Is that where I am? Something tickled the back of her throat, and she coughed, the action causing the vomit-inducing pain in her head to explode again. She held her breath and it simmered down quicker than before.
How am I alive? Their chances of survival had been negligible. The high-rise structure was the last thing she remembered. Clio clenched her teeth against the pain and drew a deep breath. Where are the others?
“Hello.” The sound was barely audible. Her throat was dry, and her lips felt like sand. She tried wetting them with her tongue and tasted blood. “Is anyone there?” sh
e called into the darkness, the words a little louder.
No one answered.
Either the other survivors had abandoned her, or there were no other survivors.
Why is it dark? What’s with the lights?
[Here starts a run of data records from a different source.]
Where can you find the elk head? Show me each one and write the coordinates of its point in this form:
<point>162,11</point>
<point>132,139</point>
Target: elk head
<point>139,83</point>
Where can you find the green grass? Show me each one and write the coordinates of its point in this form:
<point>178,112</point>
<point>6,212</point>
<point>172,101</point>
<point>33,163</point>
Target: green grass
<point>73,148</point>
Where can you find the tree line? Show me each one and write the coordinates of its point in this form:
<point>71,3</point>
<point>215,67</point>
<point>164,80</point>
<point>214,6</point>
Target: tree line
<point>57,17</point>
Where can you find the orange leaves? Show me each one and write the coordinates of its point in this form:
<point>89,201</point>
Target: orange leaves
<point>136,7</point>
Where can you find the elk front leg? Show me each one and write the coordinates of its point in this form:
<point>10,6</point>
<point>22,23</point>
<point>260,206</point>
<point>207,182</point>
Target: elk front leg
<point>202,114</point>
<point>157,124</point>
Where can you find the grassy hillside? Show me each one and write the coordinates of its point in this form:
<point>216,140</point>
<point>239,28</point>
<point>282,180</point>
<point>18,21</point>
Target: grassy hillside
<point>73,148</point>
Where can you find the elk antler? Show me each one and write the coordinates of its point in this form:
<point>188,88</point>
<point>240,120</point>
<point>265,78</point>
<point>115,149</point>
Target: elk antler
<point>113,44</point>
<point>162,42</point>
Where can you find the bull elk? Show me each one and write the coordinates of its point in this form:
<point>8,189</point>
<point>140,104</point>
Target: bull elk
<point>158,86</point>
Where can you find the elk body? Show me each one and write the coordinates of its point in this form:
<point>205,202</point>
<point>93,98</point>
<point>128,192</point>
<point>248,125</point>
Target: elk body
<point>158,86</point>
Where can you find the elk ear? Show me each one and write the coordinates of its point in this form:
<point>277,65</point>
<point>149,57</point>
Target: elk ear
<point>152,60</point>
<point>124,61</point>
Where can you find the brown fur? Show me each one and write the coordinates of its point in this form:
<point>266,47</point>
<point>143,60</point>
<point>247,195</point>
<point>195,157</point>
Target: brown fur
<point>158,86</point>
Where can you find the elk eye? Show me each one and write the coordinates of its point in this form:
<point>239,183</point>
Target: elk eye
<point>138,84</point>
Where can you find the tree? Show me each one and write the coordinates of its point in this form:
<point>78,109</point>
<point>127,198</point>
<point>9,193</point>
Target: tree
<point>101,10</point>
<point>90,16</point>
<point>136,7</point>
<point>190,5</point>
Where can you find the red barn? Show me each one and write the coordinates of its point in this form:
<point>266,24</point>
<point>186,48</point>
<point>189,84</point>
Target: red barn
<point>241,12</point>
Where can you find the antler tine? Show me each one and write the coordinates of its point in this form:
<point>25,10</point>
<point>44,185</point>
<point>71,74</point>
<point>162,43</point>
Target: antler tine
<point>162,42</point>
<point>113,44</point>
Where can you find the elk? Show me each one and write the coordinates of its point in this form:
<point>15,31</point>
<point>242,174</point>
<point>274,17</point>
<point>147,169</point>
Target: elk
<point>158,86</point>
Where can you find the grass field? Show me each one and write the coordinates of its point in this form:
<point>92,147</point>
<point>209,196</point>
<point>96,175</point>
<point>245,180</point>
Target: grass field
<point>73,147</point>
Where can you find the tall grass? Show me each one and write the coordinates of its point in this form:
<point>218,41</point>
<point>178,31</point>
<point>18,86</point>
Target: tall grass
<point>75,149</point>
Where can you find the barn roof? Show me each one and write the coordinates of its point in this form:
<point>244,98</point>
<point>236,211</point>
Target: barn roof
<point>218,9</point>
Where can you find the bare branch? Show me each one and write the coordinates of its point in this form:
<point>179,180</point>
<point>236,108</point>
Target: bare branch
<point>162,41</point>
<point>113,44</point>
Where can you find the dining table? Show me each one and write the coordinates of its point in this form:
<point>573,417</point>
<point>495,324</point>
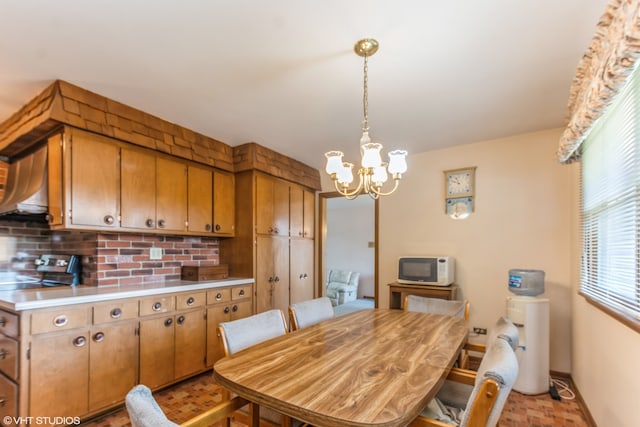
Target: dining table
<point>374,367</point>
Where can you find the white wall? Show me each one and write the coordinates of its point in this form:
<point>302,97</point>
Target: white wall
<point>521,220</point>
<point>350,228</point>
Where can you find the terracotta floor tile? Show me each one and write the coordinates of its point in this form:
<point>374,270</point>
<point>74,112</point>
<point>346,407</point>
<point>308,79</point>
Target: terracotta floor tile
<point>182,401</point>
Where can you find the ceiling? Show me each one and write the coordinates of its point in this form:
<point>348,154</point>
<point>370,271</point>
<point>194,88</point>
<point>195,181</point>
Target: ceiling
<point>283,73</point>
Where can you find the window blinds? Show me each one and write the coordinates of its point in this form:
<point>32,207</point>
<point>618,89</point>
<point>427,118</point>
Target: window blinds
<point>611,206</point>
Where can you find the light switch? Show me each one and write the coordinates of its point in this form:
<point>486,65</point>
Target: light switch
<point>155,253</point>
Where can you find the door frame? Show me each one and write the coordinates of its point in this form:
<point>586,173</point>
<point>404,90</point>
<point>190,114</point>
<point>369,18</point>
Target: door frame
<point>322,237</point>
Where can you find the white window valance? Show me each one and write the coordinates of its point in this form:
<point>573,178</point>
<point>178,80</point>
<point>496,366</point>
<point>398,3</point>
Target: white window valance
<point>602,71</point>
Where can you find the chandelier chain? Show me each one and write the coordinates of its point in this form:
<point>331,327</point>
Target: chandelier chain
<point>365,96</point>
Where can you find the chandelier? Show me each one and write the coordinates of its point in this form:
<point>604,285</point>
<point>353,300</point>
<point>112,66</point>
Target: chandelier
<point>372,173</point>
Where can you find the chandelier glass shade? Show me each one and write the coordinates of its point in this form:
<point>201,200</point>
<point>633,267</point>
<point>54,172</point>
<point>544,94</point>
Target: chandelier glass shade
<point>373,172</point>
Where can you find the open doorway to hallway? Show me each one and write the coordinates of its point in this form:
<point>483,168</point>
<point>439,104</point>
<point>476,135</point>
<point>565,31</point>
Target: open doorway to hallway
<point>348,243</point>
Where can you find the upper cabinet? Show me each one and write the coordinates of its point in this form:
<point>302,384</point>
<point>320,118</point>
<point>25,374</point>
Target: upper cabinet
<point>99,183</point>
<point>272,206</point>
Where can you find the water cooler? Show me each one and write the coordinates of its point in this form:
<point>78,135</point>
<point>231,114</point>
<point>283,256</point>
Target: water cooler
<point>530,314</point>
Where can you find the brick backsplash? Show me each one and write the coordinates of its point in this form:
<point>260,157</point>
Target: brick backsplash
<point>107,259</point>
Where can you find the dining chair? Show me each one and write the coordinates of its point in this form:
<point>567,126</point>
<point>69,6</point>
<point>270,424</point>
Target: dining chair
<point>144,411</point>
<point>237,335</point>
<point>474,399</point>
<point>437,306</point>
<point>310,312</point>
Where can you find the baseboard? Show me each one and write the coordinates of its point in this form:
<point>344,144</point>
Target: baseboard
<point>583,406</point>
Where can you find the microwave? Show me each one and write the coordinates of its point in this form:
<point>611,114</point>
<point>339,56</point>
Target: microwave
<point>426,270</point>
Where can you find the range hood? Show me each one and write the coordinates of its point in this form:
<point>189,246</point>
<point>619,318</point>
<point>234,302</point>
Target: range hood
<point>25,185</point>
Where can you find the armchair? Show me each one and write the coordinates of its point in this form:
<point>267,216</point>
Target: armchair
<point>342,286</point>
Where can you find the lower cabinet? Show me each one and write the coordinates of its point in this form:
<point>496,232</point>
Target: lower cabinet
<point>79,360</point>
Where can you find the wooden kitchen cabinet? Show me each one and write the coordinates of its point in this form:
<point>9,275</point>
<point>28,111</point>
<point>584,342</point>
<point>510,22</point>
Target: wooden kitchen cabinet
<point>302,271</point>
<point>272,206</point>
<point>91,197</point>
<point>302,212</point>
<point>224,305</point>
<point>153,191</point>
<point>272,273</point>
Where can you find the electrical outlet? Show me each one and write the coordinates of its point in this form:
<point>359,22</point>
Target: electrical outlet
<point>155,253</point>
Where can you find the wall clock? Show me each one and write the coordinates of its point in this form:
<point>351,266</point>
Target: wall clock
<point>459,192</point>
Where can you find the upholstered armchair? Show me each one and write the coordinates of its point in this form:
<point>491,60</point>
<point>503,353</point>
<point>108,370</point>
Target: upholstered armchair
<point>342,286</point>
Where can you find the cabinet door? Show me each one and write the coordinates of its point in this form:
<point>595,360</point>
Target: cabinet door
<point>215,315</point>
<point>264,205</point>
<point>309,214</point>
<point>59,360</point>
<point>190,342</point>
<point>200,199</point>
<point>281,273</point>
<point>171,194</point>
<point>93,190</point>
<point>302,283</point>
<point>265,274</point>
<point>223,203</point>
<point>113,362</point>
<point>138,189</point>
<point>156,351</point>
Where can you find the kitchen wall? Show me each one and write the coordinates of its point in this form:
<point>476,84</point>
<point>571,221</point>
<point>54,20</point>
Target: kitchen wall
<point>522,219</point>
<point>108,259</point>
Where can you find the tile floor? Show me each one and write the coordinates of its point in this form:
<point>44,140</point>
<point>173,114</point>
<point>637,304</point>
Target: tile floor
<point>183,401</point>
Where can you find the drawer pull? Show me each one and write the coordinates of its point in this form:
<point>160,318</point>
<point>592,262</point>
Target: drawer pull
<point>60,321</point>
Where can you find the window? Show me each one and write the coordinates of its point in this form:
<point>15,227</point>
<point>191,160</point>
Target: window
<point>611,208</point>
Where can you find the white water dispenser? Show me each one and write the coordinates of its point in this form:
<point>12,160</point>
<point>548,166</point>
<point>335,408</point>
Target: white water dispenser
<point>530,314</point>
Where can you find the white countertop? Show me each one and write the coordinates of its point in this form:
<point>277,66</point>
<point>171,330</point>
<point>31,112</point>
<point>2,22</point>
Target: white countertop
<point>27,299</point>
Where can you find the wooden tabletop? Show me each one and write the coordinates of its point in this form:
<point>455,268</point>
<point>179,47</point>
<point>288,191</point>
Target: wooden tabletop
<point>369,368</point>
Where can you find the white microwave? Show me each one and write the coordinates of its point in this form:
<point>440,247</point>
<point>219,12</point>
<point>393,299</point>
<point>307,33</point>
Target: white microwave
<point>426,270</point>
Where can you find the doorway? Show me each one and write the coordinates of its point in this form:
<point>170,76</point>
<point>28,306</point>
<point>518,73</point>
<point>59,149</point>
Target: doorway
<point>348,239</point>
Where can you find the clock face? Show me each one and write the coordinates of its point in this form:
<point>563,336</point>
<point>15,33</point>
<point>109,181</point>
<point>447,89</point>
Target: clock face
<point>458,183</point>
<point>459,208</point>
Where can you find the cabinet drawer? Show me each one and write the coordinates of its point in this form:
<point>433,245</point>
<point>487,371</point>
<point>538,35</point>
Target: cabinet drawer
<point>215,296</point>
<point>8,399</point>
<point>9,324</point>
<point>190,300</point>
<point>241,292</point>
<point>9,357</point>
<point>60,319</point>
<point>115,310</point>
<point>156,305</point>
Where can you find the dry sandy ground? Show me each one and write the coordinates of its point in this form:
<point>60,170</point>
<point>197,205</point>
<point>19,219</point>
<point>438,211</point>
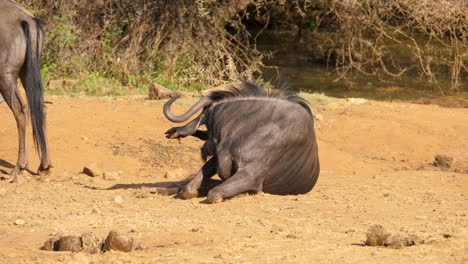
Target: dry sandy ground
<point>372,158</point>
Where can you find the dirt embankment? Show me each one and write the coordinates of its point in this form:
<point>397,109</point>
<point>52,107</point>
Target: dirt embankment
<point>374,156</point>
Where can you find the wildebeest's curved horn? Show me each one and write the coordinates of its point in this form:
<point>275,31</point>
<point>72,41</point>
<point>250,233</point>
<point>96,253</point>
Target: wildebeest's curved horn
<point>184,117</point>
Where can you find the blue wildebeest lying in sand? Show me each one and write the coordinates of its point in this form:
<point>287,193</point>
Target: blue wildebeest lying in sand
<point>255,140</point>
<point>21,38</point>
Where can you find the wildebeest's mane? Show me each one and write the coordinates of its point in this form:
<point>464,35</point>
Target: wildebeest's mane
<point>246,89</point>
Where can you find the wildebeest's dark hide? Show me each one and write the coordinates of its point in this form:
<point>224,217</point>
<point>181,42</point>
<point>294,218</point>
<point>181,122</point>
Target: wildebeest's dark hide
<point>256,140</point>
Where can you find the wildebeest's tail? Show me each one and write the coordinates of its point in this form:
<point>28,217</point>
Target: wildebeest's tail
<point>34,88</point>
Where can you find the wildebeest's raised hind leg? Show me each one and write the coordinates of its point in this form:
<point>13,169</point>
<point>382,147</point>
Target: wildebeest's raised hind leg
<point>11,95</point>
<point>206,172</point>
<point>244,180</point>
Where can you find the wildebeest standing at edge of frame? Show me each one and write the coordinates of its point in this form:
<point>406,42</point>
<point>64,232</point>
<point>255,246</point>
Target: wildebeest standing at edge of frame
<point>21,38</point>
<point>256,140</point>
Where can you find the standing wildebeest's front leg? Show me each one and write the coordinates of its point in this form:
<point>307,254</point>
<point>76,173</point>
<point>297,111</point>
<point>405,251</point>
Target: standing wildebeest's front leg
<point>206,172</point>
<point>12,97</point>
<point>246,179</point>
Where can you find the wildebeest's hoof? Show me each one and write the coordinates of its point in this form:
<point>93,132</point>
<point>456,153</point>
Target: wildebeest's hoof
<point>214,197</point>
<point>44,172</point>
<point>173,133</point>
<point>187,195</point>
<point>17,170</point>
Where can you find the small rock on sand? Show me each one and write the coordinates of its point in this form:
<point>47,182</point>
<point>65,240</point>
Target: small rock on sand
<point>91,243</point>
<point>377,236</point>
<point>69,243</point>
<point>118,242</point>
<point>92,170</point>
<point>443,161</point>
<point>112,175</point>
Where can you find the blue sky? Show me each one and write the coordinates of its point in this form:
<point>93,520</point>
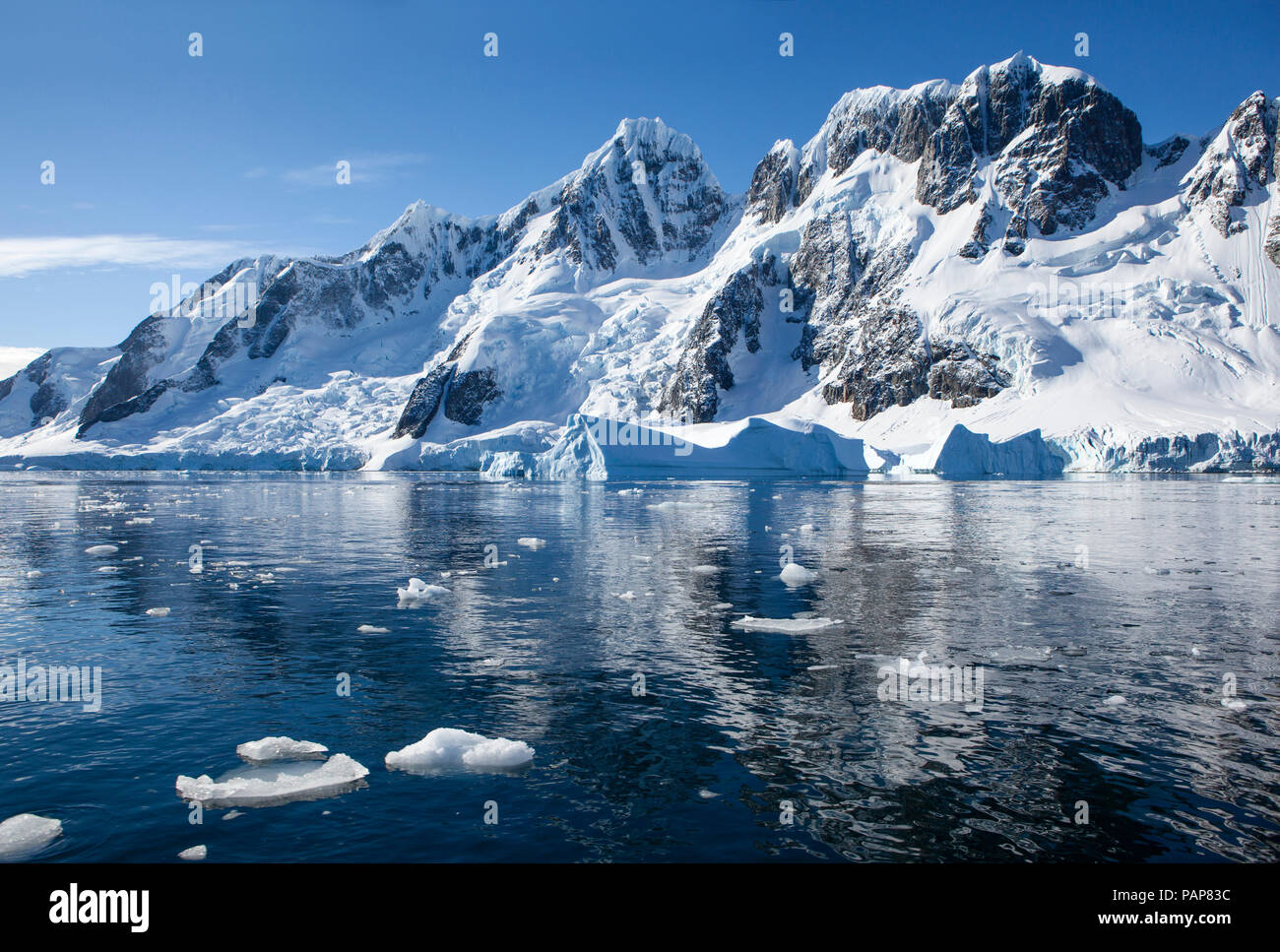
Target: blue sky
<point>170,164</point>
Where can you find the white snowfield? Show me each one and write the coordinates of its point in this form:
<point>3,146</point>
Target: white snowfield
<point>276,784</point>
<point>1138,340</point>
<point>26,835</point>
<point>449,747</point>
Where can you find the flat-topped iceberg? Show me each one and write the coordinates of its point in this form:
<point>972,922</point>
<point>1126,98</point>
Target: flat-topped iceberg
<point>447,746</point>
<point>26,835</point>
<point>274,785</point>
<point>270,748</point>
<point>967,455</point>
<point>598,448</point>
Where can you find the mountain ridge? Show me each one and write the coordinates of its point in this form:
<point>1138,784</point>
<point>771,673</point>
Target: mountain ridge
<point>886,265</point>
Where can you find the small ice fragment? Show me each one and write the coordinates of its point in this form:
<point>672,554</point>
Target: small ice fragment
<point>418,593</point>
<point>447,746</point>
<point>26,835</point>
<point>788,626</point>
<point>795,573</point>
<point>280,748</point>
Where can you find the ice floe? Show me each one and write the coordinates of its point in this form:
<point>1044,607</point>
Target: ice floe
<point>276,784</point>
<point>270,748</point>
<point>447,746</point>
<point>786,626</point>
<point>795,573</point>
<point>26,835</point>
<point>418,593</point>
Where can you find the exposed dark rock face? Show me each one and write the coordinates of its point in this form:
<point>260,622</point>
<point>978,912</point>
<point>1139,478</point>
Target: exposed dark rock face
<point>606,197</point>
<point>1240,160</point>
<point>1169,152</point>
<point>703,367</point>
<point>1056,145</point>
<point>141,349</point>
<point>468,393</point>
<point>423,402</point>
<point>773,183</point>
<point>874,353</point>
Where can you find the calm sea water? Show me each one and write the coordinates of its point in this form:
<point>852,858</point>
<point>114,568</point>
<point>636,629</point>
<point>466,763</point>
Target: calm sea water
<point>1170,588</point>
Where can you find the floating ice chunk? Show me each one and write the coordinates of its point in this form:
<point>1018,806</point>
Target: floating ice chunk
<point>795,573</point>
<point>276,784</point>
<point>281,748</point>
<point>418,593</point>
<point>788,626</point>
<point>447,746</point>
<point>26,835</point>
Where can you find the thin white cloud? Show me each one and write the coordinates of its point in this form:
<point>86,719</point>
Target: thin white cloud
<point>24,256</point>
<point>363,169</point>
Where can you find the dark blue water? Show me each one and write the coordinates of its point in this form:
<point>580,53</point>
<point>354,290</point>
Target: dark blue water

Clio inhaled again, the air filled with the stench of blood, waste, and fumes. Her senses gradually returned, and she mustered the strength to push herself off the pilot’s chair. She made it partway before falling back to her resting position, head thudding against the headrest, burning stars tearing through her brain. She fought down the urge to vomit again. The smudges of light spun and faded as consciousness slipped. Clio grabbed the armrests tightly as if to root herself in reality. She bit the inside of her cheek, and a brief surge of alertness filled her veins.
An unknown amount of time passed before she steadied her breathing and took stock. Something heavy pinned her to the chair. With the splitting-headache subsiding, she noticed a lack of feeling in her legs. Clio’s hands tentatively reached out to determine what had trapped her on the chair. Her fingers brushed a cold pitted surface, like textured metal. She traced where the metallic edges touched her thighs and found a sharp corner had cut into her left leg. As far as Clio could tell, though, everything was intact, and hard coagulated lumps surrounded the wound. At least it wasn’t actively bleeding. Perhaps the debris was keeping pressure on her blood vessels. It meant her legs may have been lost. How long have I been here?
Cloying smoke filled her throat and sent her into another coughing fit. She shifted her weight and leaned into the metal sheeting with what little strength she could muster. It wouldn’t so much as budge, and she eased back into the chair.
“Anybody there?” She wheezed.
Still nothing.
The smoke thickened, and her eyes began to water. She tore her left sleeve and wrapped the fabric around her face, careful not to upset her head injury. The makeshift filter made little difference, but she hoped it would buy her some time—for what, she didn’t know.